Exemplo: Barash PG, Cullen BF, Stoelting RK, Cahalan M, Stock MC: Clinical Anesthesia. 6th ed. Philadelphia, PA: Lippincott Williams & Wilkins, 2009.

            Capítulo de livro

            Exemplo: Goldhaber-Fiebert S, Cooper JB. Safety in anesthesia. In: Dunn PF, Alston T, Baker K, Davison JK, Kwo J, Rosow C. Clinical Anesthesia Procedures of the Massachusetts General Hospital. 7th ed. Philadelphia, PA: Lippincott Williams & Wilkins, 2006.

            Artigo disponível apenas online

            Exemplo: Waits C, Burton D, McIff T. Cement augmentation of pedicle screw fixation using novel cannulated cement insertion device. Spine 2009;34:E478-E483.


22. Tabelas/Quadros

            Numeração: Numerar os quadros/tabelas consecutivamente pela ordem que são citados no texto, usando numeração arábica (exemplo: Quadro 1, Quadro 2, etc.)

            Formatação: Cada quadro/tabela deve aparecer numa página separada, identificada com um título curto. Cada coluna deve ter um título abreviado. Não são aceites tabelas em formato de fotografia. Não repetir informação da tabela se esta estiver referida no texto e não colocar tabelas cujos dados podem ser resumidos em uma ou duas frases.

            Notas de rodapé: Definir abreviaturas usadas na tabela.

            Autorizações: Se a tabela ou dados são uma reprodução de outra fonte, é da responsabilidade do autor obter a devida autorização do editor original e pagamento de qualquer taxa. As cópias da autorização têm de ser facultadas e anexadas quando o manuscrito for submetido para revisão.
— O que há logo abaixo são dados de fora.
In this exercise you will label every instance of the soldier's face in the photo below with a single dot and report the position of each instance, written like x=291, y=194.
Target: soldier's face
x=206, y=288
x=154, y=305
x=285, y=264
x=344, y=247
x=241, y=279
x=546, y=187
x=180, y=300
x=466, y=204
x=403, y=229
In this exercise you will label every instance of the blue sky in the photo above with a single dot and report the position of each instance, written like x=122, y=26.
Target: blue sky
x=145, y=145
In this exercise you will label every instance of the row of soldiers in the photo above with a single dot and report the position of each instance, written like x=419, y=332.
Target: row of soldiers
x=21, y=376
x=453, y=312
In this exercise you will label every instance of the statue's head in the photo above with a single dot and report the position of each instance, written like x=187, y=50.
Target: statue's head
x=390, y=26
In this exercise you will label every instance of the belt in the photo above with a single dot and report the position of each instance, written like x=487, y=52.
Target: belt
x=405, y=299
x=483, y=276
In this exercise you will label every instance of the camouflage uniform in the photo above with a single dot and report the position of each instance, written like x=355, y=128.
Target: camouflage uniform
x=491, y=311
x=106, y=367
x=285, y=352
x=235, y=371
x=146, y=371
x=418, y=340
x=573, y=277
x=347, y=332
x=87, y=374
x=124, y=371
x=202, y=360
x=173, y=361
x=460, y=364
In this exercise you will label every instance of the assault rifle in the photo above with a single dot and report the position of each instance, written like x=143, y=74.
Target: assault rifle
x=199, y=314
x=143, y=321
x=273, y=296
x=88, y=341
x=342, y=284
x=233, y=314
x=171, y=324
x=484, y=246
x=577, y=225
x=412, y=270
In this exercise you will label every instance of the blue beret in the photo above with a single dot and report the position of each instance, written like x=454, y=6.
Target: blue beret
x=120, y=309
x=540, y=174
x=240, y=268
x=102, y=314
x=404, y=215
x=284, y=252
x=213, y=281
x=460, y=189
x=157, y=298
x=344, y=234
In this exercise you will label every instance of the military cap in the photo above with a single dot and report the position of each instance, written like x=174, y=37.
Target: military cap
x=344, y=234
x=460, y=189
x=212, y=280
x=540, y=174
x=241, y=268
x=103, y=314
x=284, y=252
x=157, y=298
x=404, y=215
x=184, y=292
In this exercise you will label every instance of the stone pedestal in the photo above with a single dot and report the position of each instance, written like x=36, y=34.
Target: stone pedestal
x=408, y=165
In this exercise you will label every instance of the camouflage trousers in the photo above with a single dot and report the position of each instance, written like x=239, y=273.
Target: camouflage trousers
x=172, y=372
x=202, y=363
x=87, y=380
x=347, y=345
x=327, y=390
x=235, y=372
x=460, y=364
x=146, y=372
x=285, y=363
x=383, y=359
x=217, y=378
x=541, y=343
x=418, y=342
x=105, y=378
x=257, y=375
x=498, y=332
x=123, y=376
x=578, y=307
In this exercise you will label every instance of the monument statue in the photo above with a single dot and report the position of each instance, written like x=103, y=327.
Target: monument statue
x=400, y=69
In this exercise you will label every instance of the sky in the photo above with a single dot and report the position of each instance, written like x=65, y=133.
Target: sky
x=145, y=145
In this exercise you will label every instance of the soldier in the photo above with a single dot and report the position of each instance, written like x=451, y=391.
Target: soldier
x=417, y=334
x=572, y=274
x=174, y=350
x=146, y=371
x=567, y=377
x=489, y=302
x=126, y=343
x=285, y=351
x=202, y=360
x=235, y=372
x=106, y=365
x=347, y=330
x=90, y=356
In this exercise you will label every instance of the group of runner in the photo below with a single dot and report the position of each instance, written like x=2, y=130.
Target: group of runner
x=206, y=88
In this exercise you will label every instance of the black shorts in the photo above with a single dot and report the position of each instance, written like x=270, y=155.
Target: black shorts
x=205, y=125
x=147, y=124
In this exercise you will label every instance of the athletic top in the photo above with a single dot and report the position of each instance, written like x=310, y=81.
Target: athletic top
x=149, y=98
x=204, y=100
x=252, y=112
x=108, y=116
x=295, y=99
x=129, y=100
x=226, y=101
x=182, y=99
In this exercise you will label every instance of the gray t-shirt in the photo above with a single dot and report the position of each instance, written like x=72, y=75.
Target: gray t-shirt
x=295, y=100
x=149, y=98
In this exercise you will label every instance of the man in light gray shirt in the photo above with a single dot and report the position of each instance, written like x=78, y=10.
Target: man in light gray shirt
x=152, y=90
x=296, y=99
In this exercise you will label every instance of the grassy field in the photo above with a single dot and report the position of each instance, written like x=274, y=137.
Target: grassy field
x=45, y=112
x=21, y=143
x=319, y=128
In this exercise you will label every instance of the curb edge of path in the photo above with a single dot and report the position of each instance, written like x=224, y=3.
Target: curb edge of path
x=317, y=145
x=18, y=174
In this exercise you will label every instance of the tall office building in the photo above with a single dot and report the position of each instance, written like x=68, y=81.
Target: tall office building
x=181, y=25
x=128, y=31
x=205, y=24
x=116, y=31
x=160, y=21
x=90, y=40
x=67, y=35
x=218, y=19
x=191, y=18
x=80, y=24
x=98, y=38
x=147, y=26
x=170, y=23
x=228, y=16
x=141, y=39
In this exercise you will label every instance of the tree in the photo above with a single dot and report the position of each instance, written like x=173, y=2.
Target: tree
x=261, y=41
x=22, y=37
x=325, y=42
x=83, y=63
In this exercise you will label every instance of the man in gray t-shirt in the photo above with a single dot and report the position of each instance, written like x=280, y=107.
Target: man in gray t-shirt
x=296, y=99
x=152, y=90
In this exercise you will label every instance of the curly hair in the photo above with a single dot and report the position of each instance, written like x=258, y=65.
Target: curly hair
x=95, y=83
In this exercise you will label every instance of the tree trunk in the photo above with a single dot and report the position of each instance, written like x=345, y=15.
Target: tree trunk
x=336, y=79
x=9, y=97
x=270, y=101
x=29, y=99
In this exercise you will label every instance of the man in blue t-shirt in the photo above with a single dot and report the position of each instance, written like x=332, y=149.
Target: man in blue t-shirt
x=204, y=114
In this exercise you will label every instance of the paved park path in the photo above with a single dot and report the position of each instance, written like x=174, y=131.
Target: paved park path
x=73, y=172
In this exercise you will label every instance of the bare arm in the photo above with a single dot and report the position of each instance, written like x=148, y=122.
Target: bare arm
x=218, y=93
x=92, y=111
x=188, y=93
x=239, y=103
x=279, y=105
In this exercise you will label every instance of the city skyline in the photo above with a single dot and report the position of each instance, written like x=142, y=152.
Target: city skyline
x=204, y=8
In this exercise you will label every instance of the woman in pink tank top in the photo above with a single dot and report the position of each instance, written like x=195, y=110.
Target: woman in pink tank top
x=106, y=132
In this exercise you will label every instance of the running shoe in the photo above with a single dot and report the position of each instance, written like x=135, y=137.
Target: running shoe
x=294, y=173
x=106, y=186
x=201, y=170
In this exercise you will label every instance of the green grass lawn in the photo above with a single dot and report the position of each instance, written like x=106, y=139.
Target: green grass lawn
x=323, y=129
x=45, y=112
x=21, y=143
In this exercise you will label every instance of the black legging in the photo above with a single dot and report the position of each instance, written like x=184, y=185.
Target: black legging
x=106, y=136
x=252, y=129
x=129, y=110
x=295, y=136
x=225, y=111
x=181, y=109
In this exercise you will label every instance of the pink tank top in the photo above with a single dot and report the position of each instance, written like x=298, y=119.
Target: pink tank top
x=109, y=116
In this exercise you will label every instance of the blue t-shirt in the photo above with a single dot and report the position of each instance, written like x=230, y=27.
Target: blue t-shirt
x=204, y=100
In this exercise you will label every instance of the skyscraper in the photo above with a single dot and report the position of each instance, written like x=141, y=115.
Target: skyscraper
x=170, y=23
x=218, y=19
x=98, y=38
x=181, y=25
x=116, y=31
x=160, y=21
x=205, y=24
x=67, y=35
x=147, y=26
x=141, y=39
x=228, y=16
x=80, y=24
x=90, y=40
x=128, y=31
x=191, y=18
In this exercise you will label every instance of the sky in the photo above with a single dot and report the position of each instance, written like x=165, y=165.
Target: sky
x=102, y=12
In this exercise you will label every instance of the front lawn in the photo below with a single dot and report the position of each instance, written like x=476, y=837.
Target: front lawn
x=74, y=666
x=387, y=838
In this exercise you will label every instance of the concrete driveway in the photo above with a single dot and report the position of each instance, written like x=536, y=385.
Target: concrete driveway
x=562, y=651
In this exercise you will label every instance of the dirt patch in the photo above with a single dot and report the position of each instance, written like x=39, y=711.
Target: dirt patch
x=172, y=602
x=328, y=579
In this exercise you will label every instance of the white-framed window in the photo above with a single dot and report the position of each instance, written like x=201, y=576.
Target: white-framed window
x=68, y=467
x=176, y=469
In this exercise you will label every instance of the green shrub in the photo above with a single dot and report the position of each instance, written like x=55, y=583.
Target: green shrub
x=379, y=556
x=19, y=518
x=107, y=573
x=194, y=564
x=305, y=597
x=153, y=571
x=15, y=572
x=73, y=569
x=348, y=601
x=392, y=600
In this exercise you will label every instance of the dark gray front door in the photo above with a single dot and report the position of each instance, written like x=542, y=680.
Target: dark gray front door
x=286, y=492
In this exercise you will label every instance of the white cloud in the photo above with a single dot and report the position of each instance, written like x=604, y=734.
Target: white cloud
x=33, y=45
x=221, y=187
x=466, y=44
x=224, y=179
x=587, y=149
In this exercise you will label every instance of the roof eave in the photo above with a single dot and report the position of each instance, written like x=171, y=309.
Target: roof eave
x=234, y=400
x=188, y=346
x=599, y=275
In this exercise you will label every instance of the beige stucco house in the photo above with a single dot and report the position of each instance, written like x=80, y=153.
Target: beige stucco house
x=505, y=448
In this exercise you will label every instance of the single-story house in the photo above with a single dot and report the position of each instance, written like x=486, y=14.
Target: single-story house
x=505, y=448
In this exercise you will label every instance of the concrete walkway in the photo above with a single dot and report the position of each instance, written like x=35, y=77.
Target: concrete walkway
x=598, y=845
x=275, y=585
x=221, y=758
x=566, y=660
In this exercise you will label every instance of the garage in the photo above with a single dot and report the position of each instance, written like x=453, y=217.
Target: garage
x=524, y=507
23. Figuras e Legendas das Figuras

            Numeração: Numerar as figuras de forma consecutiva, reseitando a ordem em que surgem no texto, usando números arábicos (Fig 1, Fig 2, etc.). Se forem compostas por diferentes partes cada uma deve estar identificada de forma alfabética (Fig 1A, Fig 1B, etc).

            Formatação: Cada figura deve ter uma legenda, em espaçamento duplo, numa página separada do manuscrito.

            Identificação: Explicar na legenda quaisquer símbolos, setas, números ou letras usadas na figura. Se fotografias de preparações anatómicas, especificar a coloração usada e a ampliação.

            Abreviaturas: Definir quaisquer abreviaturas usadas na figura.

            Consentimento do doente: Se fotografia de um doente que possa ser identificado, deve incluir-se na submissão para revisão do manuscrito o consentimento escrito do doente ou seu representante legal.

            Autorizações: Se a figura ou ilustração for uma reprodução de outra fonte, é da responsabilidade do autor obter a devida autorização do editor original e pagamento de qualquer taxa. As cópias da autorização têm de ser facultadas e anexadas quando o manuscrito for submetido para revisão.       

            Preparação da figura

                        Digital: As figuras em formato electrónico aceites são TIFF (Tagged Image File Format) ou JPEG (Joint Photographic Experts Group). A imagem gráfica deve ser vectorial com uma resolução minima de 1200 dpi, fotografias electronicas de 300 dpi e fotografias com texto de 600 dpi.